La Cour de cassation donne raison à la SACEM et la SPRE

Remarquant que Saint-Maclou ne faisait que passer par le catalogue Jamendo, la SACEM et la SPRE ont considéré que l’entreprise ne respectait pas le code de la propriété intellectuelle. En effet, dès qu’un élément sonore est diffusé à des fins commerciales, une rémunération équitable est exigée par ces deux structures. Comme l’indique la Cour de cassation, cela s’applique aussi pour “une musique diffusée dans un magasin sous une licence Creative Commons”. Ainsi les deux sociétés, avec l’aide de la cour d’appel, ont estimé à 117 826 euros le montant dont devrait s’acquitter Saint-Maclou pour respecter la rémunération équitable.
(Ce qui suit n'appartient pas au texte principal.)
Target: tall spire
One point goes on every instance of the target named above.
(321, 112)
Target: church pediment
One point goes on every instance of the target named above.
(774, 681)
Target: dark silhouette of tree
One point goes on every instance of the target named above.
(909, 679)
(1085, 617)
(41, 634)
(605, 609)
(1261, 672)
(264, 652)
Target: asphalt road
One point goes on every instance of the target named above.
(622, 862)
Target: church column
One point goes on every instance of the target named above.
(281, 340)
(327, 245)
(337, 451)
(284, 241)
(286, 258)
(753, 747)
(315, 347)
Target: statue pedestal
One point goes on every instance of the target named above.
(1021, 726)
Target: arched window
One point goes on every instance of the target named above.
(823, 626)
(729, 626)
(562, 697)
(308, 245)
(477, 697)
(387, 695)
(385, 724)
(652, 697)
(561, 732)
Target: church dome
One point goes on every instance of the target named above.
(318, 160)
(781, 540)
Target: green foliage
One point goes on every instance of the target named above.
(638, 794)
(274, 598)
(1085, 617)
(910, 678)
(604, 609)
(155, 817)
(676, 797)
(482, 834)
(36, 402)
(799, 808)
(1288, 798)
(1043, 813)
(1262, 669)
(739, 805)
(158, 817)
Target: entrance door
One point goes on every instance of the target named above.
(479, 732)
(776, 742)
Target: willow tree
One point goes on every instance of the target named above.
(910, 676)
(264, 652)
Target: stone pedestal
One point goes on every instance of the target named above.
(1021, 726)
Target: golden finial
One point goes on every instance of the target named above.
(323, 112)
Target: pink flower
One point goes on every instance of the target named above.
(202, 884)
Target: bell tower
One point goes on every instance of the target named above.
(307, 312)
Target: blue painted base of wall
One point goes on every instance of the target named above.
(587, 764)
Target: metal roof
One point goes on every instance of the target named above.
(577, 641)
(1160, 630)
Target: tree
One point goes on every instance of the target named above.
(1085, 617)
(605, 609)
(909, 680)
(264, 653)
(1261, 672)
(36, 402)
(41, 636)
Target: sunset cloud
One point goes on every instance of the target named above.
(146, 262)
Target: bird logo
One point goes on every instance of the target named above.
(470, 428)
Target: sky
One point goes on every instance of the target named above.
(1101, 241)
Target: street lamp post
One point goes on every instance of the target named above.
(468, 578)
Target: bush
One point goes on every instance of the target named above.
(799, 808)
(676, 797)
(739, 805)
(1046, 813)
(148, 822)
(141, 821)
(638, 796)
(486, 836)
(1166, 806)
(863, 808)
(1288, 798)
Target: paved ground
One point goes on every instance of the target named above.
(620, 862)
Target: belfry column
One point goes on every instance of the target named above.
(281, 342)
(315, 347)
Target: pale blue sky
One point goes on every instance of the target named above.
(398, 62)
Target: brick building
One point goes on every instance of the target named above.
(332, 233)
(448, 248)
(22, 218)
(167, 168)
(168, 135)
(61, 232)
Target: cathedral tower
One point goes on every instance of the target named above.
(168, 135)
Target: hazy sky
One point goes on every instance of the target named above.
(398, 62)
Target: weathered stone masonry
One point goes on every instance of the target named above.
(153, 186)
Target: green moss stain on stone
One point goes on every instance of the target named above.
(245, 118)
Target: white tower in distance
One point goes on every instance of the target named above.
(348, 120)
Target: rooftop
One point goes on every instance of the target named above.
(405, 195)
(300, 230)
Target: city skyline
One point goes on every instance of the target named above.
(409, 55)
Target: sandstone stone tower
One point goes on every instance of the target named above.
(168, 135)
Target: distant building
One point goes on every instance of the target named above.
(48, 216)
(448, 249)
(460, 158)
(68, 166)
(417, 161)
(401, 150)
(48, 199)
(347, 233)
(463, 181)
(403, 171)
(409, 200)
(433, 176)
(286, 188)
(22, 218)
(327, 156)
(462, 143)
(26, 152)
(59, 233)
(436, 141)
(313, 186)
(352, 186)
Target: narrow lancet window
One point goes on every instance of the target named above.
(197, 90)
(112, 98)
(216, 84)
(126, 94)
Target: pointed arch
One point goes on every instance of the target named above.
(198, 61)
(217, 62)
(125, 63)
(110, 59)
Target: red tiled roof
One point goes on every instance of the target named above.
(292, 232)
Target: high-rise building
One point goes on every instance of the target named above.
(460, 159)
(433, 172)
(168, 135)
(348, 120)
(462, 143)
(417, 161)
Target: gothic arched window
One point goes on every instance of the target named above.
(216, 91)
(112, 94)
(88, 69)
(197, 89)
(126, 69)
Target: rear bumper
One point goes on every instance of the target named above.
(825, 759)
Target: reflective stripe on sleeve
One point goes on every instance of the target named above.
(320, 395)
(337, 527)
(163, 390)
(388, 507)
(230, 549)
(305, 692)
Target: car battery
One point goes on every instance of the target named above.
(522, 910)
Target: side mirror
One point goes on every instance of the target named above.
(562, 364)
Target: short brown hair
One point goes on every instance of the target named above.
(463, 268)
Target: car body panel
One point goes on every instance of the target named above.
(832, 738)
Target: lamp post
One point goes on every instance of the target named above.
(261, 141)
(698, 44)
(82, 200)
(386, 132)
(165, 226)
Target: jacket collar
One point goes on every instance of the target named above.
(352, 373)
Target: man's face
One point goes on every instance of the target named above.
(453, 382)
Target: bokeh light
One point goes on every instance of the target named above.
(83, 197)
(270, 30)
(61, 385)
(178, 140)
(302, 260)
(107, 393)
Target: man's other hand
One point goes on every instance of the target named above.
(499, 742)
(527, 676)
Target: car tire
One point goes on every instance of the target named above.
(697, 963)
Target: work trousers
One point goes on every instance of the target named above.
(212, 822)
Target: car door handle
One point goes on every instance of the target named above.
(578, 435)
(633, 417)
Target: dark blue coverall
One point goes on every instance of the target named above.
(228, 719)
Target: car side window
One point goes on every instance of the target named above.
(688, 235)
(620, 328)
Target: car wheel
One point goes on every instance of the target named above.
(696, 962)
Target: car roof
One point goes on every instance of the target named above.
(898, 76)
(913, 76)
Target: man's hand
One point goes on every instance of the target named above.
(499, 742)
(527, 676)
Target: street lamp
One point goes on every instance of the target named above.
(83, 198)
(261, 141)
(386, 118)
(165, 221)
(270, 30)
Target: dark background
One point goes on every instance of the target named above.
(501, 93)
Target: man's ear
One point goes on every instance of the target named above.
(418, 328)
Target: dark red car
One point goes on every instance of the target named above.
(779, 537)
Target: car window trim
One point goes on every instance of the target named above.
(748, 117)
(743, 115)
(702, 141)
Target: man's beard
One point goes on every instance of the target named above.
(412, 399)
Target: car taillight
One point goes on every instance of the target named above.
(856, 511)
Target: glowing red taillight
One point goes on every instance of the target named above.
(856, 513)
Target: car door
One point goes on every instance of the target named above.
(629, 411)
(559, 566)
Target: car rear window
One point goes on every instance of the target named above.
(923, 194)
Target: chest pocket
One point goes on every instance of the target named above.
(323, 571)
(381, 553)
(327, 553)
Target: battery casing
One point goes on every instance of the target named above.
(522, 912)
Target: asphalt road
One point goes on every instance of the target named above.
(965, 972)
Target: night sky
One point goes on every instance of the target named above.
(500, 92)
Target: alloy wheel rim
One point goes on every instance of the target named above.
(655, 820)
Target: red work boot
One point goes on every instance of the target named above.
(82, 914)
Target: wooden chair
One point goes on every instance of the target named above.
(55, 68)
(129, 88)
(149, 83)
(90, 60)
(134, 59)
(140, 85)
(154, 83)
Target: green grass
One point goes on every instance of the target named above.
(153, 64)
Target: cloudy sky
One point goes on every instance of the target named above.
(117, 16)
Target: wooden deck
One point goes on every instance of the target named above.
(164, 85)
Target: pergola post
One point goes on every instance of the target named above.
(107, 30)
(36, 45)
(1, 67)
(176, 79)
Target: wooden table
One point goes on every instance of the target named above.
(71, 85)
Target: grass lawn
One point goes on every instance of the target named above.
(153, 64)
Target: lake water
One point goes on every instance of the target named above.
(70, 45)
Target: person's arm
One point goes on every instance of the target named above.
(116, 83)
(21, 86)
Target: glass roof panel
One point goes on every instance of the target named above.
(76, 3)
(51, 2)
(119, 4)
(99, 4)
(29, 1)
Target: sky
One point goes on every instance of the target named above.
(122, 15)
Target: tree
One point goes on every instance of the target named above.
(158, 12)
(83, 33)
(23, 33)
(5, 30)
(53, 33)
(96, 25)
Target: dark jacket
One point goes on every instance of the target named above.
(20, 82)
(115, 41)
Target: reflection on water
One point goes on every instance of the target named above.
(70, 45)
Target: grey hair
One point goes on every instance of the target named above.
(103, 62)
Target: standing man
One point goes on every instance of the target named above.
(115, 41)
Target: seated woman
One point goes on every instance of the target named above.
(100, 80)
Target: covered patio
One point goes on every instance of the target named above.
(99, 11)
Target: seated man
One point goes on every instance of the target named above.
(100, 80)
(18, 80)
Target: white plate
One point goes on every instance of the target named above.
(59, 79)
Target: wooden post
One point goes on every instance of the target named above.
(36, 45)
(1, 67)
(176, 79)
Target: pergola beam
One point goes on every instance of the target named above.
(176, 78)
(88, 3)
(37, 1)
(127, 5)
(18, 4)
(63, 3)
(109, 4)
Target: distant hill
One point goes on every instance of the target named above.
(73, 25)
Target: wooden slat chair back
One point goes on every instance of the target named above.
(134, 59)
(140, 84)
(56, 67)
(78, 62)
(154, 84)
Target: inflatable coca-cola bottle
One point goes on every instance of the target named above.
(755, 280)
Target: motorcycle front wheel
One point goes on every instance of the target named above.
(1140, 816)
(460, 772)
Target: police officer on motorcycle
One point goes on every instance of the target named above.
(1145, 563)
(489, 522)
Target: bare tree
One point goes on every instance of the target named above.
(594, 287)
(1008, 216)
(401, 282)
La Cour de cassation a conclu que l’animation d’un magasin s’adressait à un nombre de personnes inconnu, qu’elle était faite dans un lieu public, et que, par conséquent cette diffusion devait s’accompagner d’une rémunération à la SACEM et la SPRE. Les alternatives que représentent la plateforme Jamendo ou encore les licences Creative Commons pourraient voir leurs clients se retourner contre elles. Dans le cas de Saint-Maclou, l’entreprise, qui a payé à ce jour les 117 826 euros aux deux entreprises, pourrait se retourner contre Jamendo et exiger le remboursement cette somme.

Les magasins, pour ne pas se retrouver avec de mauvaises surprises, peuvent recourir à de la musique libre de droits ainsi qu’à des morceaux sous CCO, CC-BY et CC-BY-SA. Ainsi ils ne seront soumis à aucune redevance envers des sociétés de gestion des droits. Il reste donc des alternatives comme Samples, lancé par LANDR et qui est un service de musiques libres de droits.